Stiel: Natürlich. Das war der erste Domino-Stein, der das Ganze in Bewegung setzte. Ohne Neuers Verletzung würden wir gar nicht darüber diskutieren. Ich freue mich für Yann, dass er im Herbst seiner Karriere nochmal so einen tollen Schritt machen kann. Das wird für ihn ein sehr spannendes halbes Jahr, was da in München auf ihn zukommt. Mit seinen Qualitäten und seiner Erfahrung wird das aber kein Problem sein. Yann wird Bayern sofort helfen können.
SPORT1: Mit seinen 34 Jahren ist das nochmal eine richtig schöne Herausforderung, oder?
Stiel: Absolut. Über den FC Bayern müssen wir keine großen Worte verlieren, das ist nach wie vor der Verein Nummer 1 in Deutschland. Yann kann Champions League spielen und das ist eine tolle Sache. Zudem wird er sich am Ende der Saison Deutscher Meister nennen können oder vielleicht sogar Champions League Sieger.

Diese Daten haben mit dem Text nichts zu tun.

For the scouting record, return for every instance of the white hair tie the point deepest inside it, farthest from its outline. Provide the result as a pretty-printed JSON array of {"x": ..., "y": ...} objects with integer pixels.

Die Bayern kriegen einen erfahrenen Torwart, der nicht unter dem Druck zusammenbrechen wird, weil er jetzt beim Rekordmeister spielt. Und die Gladbacher bekommen wieder den Betrag, den sie mal ursprünglich für Yann bezahlt haben (acht Millionen Euro, d. Red.). Zudem können sie sich auf einen neuen Torhüter freuen, den ich sehr schätze.
SPORT1: Jonas Omlin kommt aus Frankreich nach Gladbach.
Stiel: Schon wieder ein Schweizer. Das ist wie eine Krankheit. (lacht laut) Für alle Parteien ist es eine wunderbare Geschichte. (DATEN: Ergebnisse der Bundesliga)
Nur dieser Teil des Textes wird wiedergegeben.